Für Betroffene wäre das ein riesiger Fortschritt: Bisher mussten sie zwei Gutachten von Sachverständigen beibringen, um den Wunsch für eine Änderung des Geschlechtseintrags zu belegen, was viele nicht nur als erniedrigend und diskriminierend empfanden, sondern noch dazu viel Geld kostete.
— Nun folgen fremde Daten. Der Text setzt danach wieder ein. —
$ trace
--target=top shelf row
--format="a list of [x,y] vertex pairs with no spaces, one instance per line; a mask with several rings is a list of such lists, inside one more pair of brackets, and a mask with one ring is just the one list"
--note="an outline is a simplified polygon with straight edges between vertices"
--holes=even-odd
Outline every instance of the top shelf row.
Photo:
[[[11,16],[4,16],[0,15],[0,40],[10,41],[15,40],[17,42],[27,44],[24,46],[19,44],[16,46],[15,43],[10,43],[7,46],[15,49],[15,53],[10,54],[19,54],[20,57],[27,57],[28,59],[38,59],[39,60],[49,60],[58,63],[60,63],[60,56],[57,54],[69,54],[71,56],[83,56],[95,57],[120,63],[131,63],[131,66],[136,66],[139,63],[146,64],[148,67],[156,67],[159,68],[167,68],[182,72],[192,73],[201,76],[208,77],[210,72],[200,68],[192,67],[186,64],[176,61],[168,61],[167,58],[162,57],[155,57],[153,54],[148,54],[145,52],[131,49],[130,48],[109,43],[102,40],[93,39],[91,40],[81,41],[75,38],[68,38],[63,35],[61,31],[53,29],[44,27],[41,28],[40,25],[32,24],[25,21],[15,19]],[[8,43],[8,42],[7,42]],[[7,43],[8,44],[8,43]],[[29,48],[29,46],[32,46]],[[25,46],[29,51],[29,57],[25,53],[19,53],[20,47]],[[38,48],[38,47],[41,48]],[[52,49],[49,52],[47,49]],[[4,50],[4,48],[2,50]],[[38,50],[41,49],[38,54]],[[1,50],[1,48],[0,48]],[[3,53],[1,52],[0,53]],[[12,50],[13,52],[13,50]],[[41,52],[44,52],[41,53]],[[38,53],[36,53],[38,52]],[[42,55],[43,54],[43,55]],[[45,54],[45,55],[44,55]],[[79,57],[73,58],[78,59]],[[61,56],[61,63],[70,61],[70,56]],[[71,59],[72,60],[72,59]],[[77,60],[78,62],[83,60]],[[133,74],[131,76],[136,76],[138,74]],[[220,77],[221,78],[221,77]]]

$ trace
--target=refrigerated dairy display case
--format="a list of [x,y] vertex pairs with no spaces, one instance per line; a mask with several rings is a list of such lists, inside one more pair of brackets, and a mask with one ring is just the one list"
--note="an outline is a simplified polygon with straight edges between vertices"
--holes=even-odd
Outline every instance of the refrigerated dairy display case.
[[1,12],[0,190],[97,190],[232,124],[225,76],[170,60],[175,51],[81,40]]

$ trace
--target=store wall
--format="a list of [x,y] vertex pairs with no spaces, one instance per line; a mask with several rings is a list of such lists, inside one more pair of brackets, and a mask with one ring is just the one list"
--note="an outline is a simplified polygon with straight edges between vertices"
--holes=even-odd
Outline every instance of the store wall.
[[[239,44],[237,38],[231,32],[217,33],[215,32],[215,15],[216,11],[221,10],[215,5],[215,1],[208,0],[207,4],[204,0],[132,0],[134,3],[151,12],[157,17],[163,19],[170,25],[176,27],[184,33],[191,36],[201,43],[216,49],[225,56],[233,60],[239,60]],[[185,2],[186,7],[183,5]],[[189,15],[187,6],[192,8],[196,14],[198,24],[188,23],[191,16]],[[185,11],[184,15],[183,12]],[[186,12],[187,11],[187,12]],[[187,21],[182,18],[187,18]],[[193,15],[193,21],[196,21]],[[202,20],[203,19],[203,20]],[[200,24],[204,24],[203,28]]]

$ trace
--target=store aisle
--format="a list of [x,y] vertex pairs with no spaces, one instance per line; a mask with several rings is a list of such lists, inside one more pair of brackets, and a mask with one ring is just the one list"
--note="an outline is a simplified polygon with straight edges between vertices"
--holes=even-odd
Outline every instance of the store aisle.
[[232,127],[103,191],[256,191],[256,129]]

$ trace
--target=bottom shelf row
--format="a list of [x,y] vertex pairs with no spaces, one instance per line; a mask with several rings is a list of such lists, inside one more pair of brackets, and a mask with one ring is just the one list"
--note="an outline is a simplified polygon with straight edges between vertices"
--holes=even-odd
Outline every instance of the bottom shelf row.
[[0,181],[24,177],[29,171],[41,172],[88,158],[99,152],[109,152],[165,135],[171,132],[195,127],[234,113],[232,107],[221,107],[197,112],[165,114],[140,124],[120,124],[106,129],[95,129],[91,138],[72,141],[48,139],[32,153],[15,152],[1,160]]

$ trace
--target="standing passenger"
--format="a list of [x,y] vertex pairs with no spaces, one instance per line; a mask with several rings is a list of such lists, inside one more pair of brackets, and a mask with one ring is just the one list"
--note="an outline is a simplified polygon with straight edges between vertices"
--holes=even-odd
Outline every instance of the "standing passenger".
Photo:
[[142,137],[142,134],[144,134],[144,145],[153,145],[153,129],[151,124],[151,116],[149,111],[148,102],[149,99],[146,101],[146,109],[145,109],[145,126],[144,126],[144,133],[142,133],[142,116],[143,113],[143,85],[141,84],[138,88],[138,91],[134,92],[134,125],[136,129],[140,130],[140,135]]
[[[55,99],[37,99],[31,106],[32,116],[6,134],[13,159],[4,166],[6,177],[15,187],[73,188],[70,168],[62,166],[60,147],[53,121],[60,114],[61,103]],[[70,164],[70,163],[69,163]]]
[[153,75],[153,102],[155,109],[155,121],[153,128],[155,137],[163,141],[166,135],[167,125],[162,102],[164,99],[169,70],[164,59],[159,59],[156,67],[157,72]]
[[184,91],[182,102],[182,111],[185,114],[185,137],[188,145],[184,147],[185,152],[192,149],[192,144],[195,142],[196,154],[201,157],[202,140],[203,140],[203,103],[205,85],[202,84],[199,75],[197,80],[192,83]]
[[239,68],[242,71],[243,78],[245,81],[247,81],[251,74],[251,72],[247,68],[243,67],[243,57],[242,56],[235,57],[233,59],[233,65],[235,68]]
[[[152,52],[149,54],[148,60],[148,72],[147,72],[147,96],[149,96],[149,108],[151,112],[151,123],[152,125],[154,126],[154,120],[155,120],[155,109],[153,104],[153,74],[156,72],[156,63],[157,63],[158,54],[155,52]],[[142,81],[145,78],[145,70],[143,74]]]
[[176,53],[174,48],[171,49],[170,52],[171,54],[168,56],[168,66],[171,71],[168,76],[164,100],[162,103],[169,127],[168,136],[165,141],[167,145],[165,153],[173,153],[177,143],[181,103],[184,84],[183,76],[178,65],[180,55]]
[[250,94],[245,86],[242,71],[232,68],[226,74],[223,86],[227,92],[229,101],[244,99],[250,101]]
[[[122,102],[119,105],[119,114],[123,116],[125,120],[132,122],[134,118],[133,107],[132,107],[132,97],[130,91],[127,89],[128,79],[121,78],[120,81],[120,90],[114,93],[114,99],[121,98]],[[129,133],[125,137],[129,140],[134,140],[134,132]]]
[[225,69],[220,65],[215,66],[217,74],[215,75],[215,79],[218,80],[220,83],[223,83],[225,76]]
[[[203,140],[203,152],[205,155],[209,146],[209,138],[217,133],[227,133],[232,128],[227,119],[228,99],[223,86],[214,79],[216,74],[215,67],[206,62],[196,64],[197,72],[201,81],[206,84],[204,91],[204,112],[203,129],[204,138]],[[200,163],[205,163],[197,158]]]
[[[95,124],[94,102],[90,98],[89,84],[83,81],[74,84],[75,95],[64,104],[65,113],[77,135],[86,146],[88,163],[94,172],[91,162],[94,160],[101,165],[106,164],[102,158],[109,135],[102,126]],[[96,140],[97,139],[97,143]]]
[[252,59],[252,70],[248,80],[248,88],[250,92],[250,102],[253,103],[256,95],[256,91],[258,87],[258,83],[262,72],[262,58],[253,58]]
Nun hat die Abstimmung der beteiligten Bundesministerien begonnen, der Referentenentwurf von Justiz- und Familienministerium für das lang erwartete Gesetz liegt der Süddeutschen Zeitung vor - und ausgerechnet ein harmlos klingender Passus sorgt bei Betroffenenverbänden für Kritik: "Betreffend den Zugang zu Einrichtungen und Räumen sowie die Teilnahme an Veranstaltungen bleiben das Hausrecht des jeweiligen Eigentümers oder Besitzers (...) unberührt", heißt es in Paragraf sechs des Referentenentwurfs.

Streit um Frauentoiletten

Mit diesem Satz findet ein Streit Eingang in den Gesetzestext, der die Debatte um die Reform zuletzt bestimmt hatte: Sollen Transfrauen Zugang zu Frauensaunas oder Damentoiletten bekommen? "Dass dieser Punkt so ausdrücklich aufgegriffen wird, erzeugt ein Fragezeichen im Kopf. Viele andere Rechtsbereiche bleiben ja auch unberührt, ohne dass dies ausdrücklich erwähnt wird", sagt etwa Kalle Hümpfner vom Bundesverband Trans*. Dass Transfrauen in geschützte Räume eindringen und Gewalt ausüben würden, sei allerdings ein transfeindlicher Gemeinplatz.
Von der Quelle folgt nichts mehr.